India's Middle Class Loses Trust in the Economy
WHY YOU SHOULD CARE
India’s middle class is spending less, leading to a swift deceleration of one of the world’s major fast-growing economies.
By Amy Kazmin
Kaushik Sengupta, 45, a product development manager for an export-oriented shoe manufacturer, is the kind of middle-class Indian whose family’s consumption should be helping to power the economy. But his decision in 2009 to buy a $33,500 apartment from an ostensibly reputable property developer, who promised it would be ready in two years, proved a financially crippling mistake. Today his unfinished flat on New Delhi’s outskirts is one of the estimated 465,000 residential units across India that were sold but never completed, as property developers confronted regulatory issues, litigation over land titles or simply ran out of money.
For the past decade, Sengupta, like many others in his situation, has paid both a mortgage and a rent, which together eat up around half of his $1,110 monthly salary. The rest goes to food, school fees and other household necessities, leaving little for discretionary purchases. “I end up with nothing in my hand to spend,” he says. “It’s a disaster.”
He is not alone in this gloom. After a surge of national optimism following Prime Minister Narendra Modi’s first election victory in 2014, many Indian families have lost confidence in their economic prospects. As they confront challenges ranging from an urban real estate crisis to a rural income squeeze and persistent lack of job opportunities for young people, India’s households are engaging in a collective belt-tightening that has undermined economic growth.
Whatever little hope they had that things will improve is gone.
Sunil Kumar Sinha, India Ratings and Research
India’s gross domestic product growth is in its fifth consecutive quarter of deceleration, figures published last week showed, tumbling to a six-year low of just 5 percent year-on-year between April and June. That was down sharply from the disappointing 5.8 percent in the first three months of 2019, and from 8 percent in the same quarter the previous year. One of the biggest drags on growth was a sharp deceleration in private consumption, which had been one of the economy’s major growth engines over the past few years. Private consumption grew just 3.1 percent year-on-year from April to June, down from 7 percent growth in the previous quarter. On a quarter-on-quarter basis, private consumption contracted 6.7 percent. The shift has been exacerbated by a withdrawal of previously easily available consumer credit from now-ailing non-bank lenders.

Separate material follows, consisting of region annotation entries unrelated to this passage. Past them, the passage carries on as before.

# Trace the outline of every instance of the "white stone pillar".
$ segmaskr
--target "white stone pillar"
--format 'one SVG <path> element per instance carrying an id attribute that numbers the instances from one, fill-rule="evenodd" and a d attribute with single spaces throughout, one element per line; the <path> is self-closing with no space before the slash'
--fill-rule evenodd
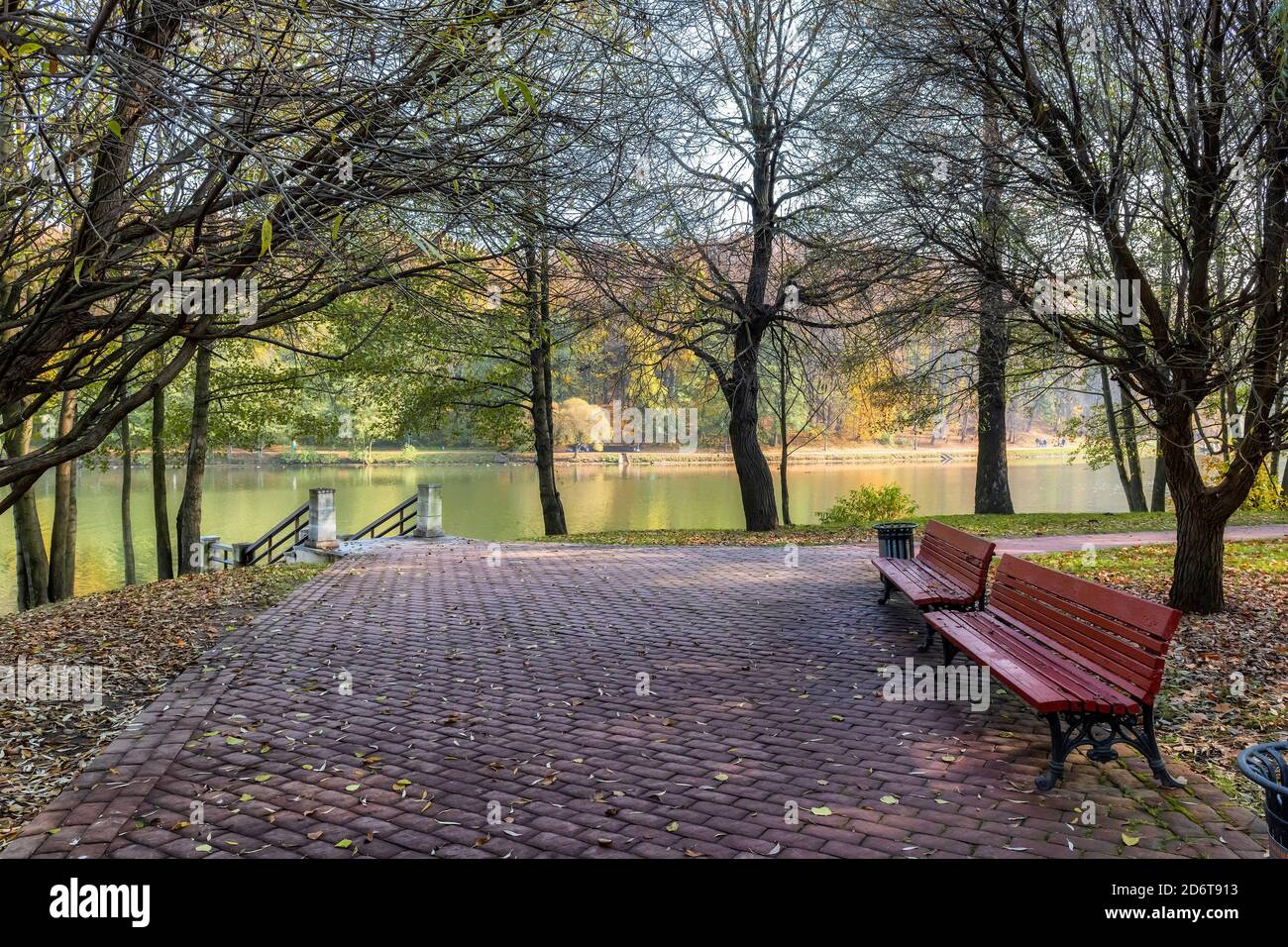
<path id="1" fill-rule="evenodd" d="M 443 535 L 442 483 L 421 483 L 416 487 L 416 536 Z"/>
<path id="2" fill-rule="evenodd" d="M 336 549 L 335 491 L 317 487 L 309 491 L 309 541 L 313 549 Z"/>

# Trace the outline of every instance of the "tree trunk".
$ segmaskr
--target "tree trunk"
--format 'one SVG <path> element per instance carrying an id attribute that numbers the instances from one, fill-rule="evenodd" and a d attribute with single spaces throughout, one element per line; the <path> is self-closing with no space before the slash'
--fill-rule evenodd
<path id="1" fill-rule="evenodd" d="M 787 495 L 787 460 L 791 451 L 787 448 L 787 383 L 791 380 L 791 363 L 787 361 L 787 331 L 778 327 L 778 442 L 781 455 L 778 457 L 778 496 L 783 508 L 783 526 L 792 524 L 792 506 Z"/>
<path id="2" fill-rule="evenodd" d="M 550 370 L 550 294 L 549 250 L 541 249 L 537 267 L 536 249 L 526 256 L 528 307 L 528 367 L 532 375 L 532 433 L 537 454 L 537 491 L 541 495 L 541 521 L 546 536 L 565 536 L 563 500 L 555 481 L 554 405 Z"/>
<path id="3" fill-rule="evenodd" d="M 1222 497 L 1224 505 L 1218 506 L 1217 497 L 1203 483 L 1194 457 L 1191 417 L 1188 403 L 1175 407 L 1170 416 L 1159 411 L 1163 460 L 1176 501 L 1176 558 L 1167 603 L 1182 612 L 1211 615 L 1225 606 L 1221 581 L 1225 521 L 1239 504 L 1229 505 L 1231 493 Z M 1243 500 L 1242 496 L 1236 499 Z"/>
<path id="4" fill-rule="evenodd" d="M 5 411 L 8 430 L 4 448 L 9 457 L 21 457 L 31 450 L 31 420 L 18 424 L 17 414 L 17 405 Z M 49 557 L 45 554 L 36 497 L 30 488 L 13 504 L 13 539 L 18 611 L 49 604 Z"/>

“Consumers in rural and urban areas have reached the point where they cannot see any income growth,” says Sunil Kumar Sinha, principal economist at India Ratings and Research. “Whatever little hope they had that things will improve is gone, and households have put a sudden break on their consumption.”
As a result, manufacturing has taken a hit. Its growth tumbled to 0.6 percent year-on-year, with the car industry suffering a severe contraction leading to hundreds of thousands of job losses. The grim data has stunned analysts, many of whom have now sharply lowered their growth forecasts for India’s economy for the current financial year to about 6 percent, and prompted a rare public rebuke from Modi’s predecessor, Manmohan Singh.
“The state of the economy today is deeply worrying,” Singh, the former prime minister, said in a video issued by the opposition Congress party once the GDP data was released. “India has the potential to grow at a much faster rate. But all around, mismanagement by the Modi government has resulted in this slowdown.”
New Delhi has downplayed the magnitude of the economic change, pinning the blame on a deteriorating international economic environment stemming from trade friction between the U.S. and China. It has emphasized that India is still growing faster than many developed economies. Economists say India’s economy is likely to show slight signs of a pickup in the second half of the financial year. But, many say, getting growth to reach its potential rate of 8 percent will require more profound structural reforms to improve the business climate and tackle serious long-term challenges including a persistent lack of job creation that constricts household budgets and undermines long-term savings rates.
Household savings — the biggest component of a nation’s overall savings rate — have fallen from 23 percent of GDP in 2012 to 17 percent this year. Household indebtedness rose from 9 percent to 11 percent of GDP in the same period. “India’s fundamental problem is that employment growth and GDP growth are not working in sync,” says Ritika Mankar, an economist at Ambit Capital. “As a result of this, the pace of savings is just not growing, and the savings-to-GDP ratio has in fact been coming under pressure.”
Mankar says lower savings led to a higher cost of capital, which then damped down investment. “There is just not enough money available at affordable rates,” she says. Meanwhile, Sengupta, straining to pay both rent and a mortgage, is pessimistic about his personal prospects. When Modi was first elected in 2014, he had hoped for a solution to help so-called stuck homebuyers like him. That hope has dissipated. “Everybody voted in 2014 thinking that whatever mess they are in will be sorted out,” he says. “But the government is not intervening or coming onto the scene. On the ground, the reality is that nothing constructive is coming out.”